Latino Voter ‘Si,’ Black Voter, No?

By Earl Ofari Hutchinson
PACIFIC NEWS SERVICE

Conventional wisdom holds that while Latinos now convincingly outrank African Americans as the nation’s largest minority group —38.8 million to 36.6 million, according to the Census Bureau— they are still light years behind blacks politically. This is a myth. In fact, Latinos’ rising political star is giving some black politicians and leaders the jitters.

Latinos now make up about 6 percent of the vote nationally, a number that grows by the day. More significantly, those votes are concentrated in California, Florida, Texas and New York, key electoral states that virtually determine who sits in the White House and who controls Congress.

The spectacular rise in Latino political power is nowhere more evident than in California. There are now more than 2 million Latino voters in the state. With no sign of an ebb in Latino immigration, and as more Latinos become citizens and attain voter-age eligibility, the number of Latino voters could surpass 3 million by the 2004 election. They will then make up about 40 percent of California voters, and more than one-third of voters in Los Angeles County, the nation’s biggest county.

The rise in Latino political power comes as some blacks are vanishing from the political radarscope. In California during the past decade, for example, the number of blacks in the state legislature has been cut in half. Latinos, on the other hand, continue to barrel ahead in California politics, holding a sizeable number of seats in the state legislature and some of the most visible positions in state government.

Nationally, both political parties now vigorously court the Latino vote. With much fanfare, the Republican National Committee earlier this year announced that it would dump millions into advertising and voter registration campaigns to attract more Latino voters.
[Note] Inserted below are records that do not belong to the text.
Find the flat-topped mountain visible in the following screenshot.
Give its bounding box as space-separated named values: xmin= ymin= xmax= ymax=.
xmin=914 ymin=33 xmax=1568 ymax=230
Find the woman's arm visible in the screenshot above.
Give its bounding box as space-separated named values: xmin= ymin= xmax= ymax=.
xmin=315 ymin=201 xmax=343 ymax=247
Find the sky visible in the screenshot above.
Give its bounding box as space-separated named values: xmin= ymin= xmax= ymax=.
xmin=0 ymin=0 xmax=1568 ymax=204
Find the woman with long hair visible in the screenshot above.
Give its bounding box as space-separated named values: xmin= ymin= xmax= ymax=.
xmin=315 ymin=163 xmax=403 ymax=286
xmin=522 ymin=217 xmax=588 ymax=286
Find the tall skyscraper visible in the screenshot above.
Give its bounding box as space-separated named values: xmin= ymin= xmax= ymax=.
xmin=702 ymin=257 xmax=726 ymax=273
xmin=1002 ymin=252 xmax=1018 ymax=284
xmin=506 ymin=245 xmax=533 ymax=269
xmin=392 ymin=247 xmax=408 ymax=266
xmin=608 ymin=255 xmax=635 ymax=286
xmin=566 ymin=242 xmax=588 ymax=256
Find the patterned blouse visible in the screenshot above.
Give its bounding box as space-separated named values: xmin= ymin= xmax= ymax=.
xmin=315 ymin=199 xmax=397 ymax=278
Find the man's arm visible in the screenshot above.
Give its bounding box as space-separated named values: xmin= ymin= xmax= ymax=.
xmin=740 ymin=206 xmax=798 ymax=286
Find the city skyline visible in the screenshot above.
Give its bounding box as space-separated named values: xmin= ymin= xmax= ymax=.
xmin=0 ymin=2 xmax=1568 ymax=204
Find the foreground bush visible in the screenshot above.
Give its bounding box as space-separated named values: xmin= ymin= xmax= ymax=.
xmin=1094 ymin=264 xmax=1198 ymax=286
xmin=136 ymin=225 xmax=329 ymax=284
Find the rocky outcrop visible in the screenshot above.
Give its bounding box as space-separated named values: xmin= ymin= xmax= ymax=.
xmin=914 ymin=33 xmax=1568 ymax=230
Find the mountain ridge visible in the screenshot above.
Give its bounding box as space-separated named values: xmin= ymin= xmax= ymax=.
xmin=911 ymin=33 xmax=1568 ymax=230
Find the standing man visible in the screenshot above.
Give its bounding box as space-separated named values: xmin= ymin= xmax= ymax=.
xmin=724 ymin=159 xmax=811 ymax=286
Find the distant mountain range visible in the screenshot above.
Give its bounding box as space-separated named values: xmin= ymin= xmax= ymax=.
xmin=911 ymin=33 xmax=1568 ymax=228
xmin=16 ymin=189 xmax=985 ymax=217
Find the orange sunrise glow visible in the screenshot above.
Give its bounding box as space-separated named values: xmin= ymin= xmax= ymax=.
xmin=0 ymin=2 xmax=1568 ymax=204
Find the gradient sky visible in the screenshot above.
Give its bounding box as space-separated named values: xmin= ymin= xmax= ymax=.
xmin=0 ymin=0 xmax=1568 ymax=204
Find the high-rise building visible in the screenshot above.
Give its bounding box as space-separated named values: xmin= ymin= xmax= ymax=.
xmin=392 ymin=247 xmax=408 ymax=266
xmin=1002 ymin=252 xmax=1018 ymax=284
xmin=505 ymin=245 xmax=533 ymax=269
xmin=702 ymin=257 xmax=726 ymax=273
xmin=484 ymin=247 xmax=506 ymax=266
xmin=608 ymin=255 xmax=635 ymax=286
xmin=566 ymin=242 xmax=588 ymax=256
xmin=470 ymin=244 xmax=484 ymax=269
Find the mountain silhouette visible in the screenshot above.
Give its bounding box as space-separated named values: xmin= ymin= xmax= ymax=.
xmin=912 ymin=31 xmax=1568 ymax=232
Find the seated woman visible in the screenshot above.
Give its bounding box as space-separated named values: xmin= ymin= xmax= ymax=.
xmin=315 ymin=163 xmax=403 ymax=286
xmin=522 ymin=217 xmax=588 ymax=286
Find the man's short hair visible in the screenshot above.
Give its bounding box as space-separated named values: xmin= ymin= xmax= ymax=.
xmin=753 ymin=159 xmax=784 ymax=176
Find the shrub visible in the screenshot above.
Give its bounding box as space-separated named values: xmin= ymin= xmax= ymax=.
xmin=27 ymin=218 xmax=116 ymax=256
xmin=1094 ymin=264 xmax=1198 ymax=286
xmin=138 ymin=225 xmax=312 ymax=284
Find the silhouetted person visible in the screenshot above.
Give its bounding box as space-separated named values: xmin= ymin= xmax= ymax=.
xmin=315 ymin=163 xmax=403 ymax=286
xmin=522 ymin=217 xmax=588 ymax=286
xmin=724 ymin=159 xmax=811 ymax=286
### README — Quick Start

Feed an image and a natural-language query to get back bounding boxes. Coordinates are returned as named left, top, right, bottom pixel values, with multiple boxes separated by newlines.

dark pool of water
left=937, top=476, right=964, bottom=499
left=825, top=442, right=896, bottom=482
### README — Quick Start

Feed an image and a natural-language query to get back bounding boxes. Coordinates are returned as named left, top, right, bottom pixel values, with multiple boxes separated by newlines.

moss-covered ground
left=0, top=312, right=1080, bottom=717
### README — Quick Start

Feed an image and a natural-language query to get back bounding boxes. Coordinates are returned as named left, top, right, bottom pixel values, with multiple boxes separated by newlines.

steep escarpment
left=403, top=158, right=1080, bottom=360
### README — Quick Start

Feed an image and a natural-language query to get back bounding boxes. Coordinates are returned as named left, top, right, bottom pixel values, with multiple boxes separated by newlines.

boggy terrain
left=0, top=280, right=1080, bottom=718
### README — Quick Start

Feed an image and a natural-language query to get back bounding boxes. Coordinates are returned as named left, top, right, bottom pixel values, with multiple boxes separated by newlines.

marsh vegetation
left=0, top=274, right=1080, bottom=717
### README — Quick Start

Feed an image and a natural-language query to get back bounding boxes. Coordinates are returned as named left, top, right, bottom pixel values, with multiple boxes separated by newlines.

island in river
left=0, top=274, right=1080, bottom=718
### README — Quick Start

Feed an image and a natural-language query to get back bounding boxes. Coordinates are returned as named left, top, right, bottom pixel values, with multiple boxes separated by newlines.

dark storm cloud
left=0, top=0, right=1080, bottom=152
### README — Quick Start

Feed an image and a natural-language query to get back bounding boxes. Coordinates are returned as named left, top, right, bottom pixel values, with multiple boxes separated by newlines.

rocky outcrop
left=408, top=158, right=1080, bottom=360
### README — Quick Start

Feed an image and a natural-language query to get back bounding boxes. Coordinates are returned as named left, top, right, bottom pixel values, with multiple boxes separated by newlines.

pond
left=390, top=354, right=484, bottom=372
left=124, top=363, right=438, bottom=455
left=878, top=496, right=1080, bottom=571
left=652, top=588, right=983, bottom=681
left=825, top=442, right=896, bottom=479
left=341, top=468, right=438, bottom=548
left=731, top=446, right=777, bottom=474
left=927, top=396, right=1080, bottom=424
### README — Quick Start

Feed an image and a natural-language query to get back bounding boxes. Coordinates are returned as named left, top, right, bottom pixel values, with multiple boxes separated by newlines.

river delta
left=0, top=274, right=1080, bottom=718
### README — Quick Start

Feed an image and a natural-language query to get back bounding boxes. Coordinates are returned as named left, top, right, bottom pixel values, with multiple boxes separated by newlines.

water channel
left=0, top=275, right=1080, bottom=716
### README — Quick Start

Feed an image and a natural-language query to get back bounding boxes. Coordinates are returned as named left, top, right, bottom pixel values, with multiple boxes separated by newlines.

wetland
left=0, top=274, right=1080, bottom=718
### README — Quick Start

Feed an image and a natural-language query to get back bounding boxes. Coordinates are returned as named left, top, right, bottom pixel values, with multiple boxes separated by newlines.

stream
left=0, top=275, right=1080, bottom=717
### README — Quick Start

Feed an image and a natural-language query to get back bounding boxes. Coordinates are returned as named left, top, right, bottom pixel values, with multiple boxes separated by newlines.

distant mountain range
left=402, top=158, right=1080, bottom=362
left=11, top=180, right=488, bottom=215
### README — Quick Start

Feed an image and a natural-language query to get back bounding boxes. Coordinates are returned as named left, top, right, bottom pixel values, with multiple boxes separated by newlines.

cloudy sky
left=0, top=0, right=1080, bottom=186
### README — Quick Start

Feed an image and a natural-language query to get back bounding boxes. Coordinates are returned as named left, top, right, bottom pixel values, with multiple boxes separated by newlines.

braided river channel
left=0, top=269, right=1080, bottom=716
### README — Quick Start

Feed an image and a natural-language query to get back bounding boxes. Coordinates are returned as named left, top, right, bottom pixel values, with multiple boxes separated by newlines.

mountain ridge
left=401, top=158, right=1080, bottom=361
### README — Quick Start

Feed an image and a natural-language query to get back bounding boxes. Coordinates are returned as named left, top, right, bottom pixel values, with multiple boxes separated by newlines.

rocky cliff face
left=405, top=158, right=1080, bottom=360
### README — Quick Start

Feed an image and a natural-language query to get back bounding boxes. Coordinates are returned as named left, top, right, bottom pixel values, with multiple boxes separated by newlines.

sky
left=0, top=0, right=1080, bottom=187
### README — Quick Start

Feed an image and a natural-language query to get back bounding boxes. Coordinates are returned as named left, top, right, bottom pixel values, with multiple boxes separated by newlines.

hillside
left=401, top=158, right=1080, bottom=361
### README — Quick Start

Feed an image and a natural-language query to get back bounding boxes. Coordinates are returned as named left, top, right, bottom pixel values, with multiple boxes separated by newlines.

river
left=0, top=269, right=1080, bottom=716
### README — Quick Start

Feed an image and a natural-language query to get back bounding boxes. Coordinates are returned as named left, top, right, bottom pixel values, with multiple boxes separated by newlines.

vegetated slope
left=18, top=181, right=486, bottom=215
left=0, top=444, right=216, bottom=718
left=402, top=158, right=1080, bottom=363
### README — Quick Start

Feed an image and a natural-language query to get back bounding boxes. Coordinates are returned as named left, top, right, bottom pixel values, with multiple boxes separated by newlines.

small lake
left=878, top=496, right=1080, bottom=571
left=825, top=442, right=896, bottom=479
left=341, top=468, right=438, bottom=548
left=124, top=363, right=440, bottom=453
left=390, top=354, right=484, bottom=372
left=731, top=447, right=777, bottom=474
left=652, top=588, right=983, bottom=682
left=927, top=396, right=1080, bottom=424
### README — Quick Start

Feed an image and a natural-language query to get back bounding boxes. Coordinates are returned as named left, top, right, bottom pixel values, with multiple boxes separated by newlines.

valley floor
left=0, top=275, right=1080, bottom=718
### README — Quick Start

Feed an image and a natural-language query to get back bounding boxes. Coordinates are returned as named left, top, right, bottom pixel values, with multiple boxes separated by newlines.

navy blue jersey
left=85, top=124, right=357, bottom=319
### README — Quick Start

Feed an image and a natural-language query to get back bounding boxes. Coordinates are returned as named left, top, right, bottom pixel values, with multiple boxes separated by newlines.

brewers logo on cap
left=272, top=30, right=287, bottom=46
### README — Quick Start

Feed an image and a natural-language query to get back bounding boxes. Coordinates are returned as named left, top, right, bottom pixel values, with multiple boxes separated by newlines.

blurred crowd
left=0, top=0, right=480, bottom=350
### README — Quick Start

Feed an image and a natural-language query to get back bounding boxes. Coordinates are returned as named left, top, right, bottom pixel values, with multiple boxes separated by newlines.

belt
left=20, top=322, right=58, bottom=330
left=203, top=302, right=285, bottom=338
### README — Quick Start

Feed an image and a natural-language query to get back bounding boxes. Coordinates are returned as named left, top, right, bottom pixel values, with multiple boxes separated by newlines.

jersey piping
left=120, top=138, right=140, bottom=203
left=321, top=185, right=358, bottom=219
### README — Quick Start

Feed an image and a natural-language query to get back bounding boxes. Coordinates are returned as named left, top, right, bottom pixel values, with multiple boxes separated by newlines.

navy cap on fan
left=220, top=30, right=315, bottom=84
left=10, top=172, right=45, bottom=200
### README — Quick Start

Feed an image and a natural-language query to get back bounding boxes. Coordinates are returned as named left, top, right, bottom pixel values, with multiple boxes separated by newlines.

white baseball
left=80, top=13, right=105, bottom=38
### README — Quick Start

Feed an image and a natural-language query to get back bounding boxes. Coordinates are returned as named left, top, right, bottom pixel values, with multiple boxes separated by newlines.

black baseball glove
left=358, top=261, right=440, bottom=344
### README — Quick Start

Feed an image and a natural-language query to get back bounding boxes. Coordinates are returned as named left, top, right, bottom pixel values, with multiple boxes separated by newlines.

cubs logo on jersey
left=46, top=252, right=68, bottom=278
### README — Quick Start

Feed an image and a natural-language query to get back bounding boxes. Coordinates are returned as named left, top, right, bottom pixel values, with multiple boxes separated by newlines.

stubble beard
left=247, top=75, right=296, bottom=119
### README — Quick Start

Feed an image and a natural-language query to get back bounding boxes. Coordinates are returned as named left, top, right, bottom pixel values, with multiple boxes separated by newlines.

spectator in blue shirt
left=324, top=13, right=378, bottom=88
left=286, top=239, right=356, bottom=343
Congressional Republicans, taking a cue from President Bush, are taking crash courses in Spanish.

Still, Democrats have a big edge over Republicans among Latinos. The majority of Latinos are Democrats, and so are their elected officials. The Democratic National Committee will push them hard to exhort Latino voters to punch the Democratic ticket in 2004. President Bush and Democratic presidential candidate Al Gore fought hard over the swing states of Pennsylvania, Maryland, and Illinois in 2000. Republicans expect these states to be hotly contested again in 2004, and they hope to provide a margin for a Bush victory by getting Latinos to defect from the Democrats.

Meanwhile, black leaders and politicians murmur loudly that so far, the seven white, male Democratic presidential contenders have been stone silent on miserably failing inner city schools, soaring black unemployment and prison incarceration and the HIV/AIDS crisis that has torn apart black communities. The recent threat by Democratic National Committee head Terry McAuliffe to lay off 10 staffers, all of whom were black, at DNC headquarters in Washington, D.C., was withdrawn after howls of protest from the Congressional Black Caucus and did not exactly endear Democrats to blacks.

The blame for the black political malaise lies with black politicians and voters. They have tied their string so tightly to the Democratic Party that they make it easy for the Democrats to take their vote for granted. This has created apathy, indifference and cynicism among black voters, who feel that many black political leaders have betrayed their political interests. They are unwilling to expend any time or energy to pressure the Democrats, let alone the Republicans, to take them and their agenda seriously.

The irony is that the only recent major political gains blacks have made — namely, winning the Lieutenant governorships in Ohio and Maryland — have been as Republicans. Despite this, many black politicians and voters remain blind to the rapidly changing political and ethnic realities nationally and have failed to forge coalitions with other ethnic groups — all the while continuing to swear unwavering allegiance to the Democrats.

Many Latino leaders and elected officials and voters aren’t hamstrung by this self-defeating burden. In California and Texas, there are politically active and influential Latino Republican Legislative Caucuses. Latinos are willing to parcel out a few more of their votes to the Republicans. This forced Bush to take a softer approach than conservatives wanted in his Supreme Court brief against the University of Michigan’s race-based affirmative action program, and to take a stab at support of immigration reform rights and bilingual education programs.

The Republicans and Democrats count votes, not just population numbers. And that’s why they now say “si” to Latino voters. And to black voters?